Unfortunately not every patient with a serious brain disorder can make it in the community. They need lifetime housing and care. No one wants to go back to the days of hulking bedlams.
Many people with SMI – most of the 50% in the middle – can do quite well in their own apartment as long as they have support from social services. But we need to house the 25% – people like Paul – in supportive congregate housing, perhaps modeled on the assisted living facilities we have for elderly people with medical or cognitive issues. Those with SMI need a home where, with assistance, they can be the best they can be.
Alternatively, some people think there is nothing we can do for those who are most severely afflicted with SMI and we ought to “just lock ‘em up”. This extreme is also not true. Perhaps these people are behind the current trend of treating people with SMI as criminals. A very large percentage of our prison population suffers from some degree of mental illness, many of them seriously deluded. But the violence and punitive atmosphere there makes their symptoms worse.
During the last year of my brother’s life, he was the most lucid we had seen him in over 30 years. He was living in a pleasant nursing home where doctors and nurses made sure he got his medication, meals and snacks were served frequently, optimizing the effectiveness of the medication, and he had a warm bed in clean and cheerful surroundings.
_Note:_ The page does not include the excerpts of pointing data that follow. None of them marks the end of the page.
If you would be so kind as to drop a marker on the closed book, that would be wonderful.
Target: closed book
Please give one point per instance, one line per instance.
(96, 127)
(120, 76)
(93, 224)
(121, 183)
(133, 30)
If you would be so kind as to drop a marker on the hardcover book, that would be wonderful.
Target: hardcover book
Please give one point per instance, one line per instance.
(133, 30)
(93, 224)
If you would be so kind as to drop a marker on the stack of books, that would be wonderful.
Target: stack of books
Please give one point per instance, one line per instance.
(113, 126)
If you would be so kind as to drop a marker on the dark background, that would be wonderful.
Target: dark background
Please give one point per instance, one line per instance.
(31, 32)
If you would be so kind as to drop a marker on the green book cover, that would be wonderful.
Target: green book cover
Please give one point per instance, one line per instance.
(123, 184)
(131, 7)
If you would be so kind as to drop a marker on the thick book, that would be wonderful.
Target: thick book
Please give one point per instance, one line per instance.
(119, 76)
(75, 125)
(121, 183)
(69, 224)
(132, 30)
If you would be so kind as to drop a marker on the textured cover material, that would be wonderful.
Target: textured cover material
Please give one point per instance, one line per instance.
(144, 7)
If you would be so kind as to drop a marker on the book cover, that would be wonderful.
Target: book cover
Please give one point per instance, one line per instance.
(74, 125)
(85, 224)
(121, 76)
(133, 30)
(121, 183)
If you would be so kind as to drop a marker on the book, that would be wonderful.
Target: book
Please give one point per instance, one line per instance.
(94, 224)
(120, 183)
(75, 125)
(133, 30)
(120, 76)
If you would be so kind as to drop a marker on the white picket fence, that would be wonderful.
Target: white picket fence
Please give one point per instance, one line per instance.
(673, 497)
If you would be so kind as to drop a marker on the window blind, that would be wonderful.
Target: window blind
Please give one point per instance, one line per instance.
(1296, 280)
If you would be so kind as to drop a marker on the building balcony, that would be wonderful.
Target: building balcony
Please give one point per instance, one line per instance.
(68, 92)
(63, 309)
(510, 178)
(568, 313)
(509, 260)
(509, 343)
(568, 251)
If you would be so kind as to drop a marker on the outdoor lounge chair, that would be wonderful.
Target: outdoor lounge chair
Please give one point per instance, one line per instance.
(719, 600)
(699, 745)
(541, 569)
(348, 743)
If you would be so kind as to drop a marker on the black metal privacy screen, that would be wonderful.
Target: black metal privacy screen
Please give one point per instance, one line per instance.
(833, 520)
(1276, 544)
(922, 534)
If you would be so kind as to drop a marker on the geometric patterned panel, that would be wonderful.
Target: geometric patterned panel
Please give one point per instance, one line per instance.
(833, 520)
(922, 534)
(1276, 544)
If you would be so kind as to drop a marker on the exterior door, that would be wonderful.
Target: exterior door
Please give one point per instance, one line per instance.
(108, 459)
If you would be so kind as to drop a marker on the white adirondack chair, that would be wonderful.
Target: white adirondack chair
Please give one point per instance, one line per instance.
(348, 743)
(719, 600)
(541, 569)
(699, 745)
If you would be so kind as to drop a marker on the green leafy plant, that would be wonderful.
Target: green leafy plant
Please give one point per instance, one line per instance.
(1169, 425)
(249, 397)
Paul’s coherence seems directly tied to how people around him treated him.
With pleasant aides and orderlies, he smiled and said hello to everyone and expressed thanks to me whenever I took him out or visited. I discovered he had a sweet and caring heart under all the babbling about the FBI and Mohican Indians being scalped, and I would hate to think of people hurting him unnecessarily. I am very thankful he never ended up in jail.
While doing research about schizophrenia, I discovered that it is genetic, but not inherited. How can that be? I always thought it ran in families. I my family, neither parent suffered from any serious mental illness, and only one of the ten children developed schizophrenia.
Scientists know almost nothing about mental illness for sure, but it appears that illnesses like schizophrenia come about due to the confluence of two factors – genetic predisposition and some serious stressors. There appears to be a spontaneous mutation at the time of the creation of the fertilized zygote which creates the predisposition. Yet studies of identical twins show if one develops SMI, there is only a 70% chance the identical twin will also develop it.
It’s not clear what how obvious the stressor has to be; it could range from poor nutrition in the mother during pregnancy to head trauma to drug usage. No one seems to know. According to the National Institute of Mental Health the percentage of people with schizophrenia is relatively constant at a little over 1% of the population, worldwide, so it is not due to any particular child rearing tradition or types of food.
When my brother first got sick, I didn’t know anyone else who had a serious mental illness. It was all very scary and confusing. Mental illness is all around us, but most people, myself included for many years, don’t feel comfortable talking about it.
But while promoting my book many people have come up to me at readings and told me about their aunt or uncle or cousin or the neighbor’s son… They tend to tell me about their family member or neighbor in a whisper, as if there was something to be ashamed of. Let me assure anyone reading this that there is no need to whisper. Nearly everyone has a family member or knows someone with SMI – there is no need to feel embarrassed.
Oh, and I should add a 6th point, and by far the most important thing I learned while on this journey. I realized while caring for my brother — really realized, on a gut level — that every person with serious mental illness, no matter how difficult or perhaps even scary, was someone’s baby once, someone’s brother or sister, or a cherished and loved niece or nephew. They were a person with hopes and dreams. And they still are.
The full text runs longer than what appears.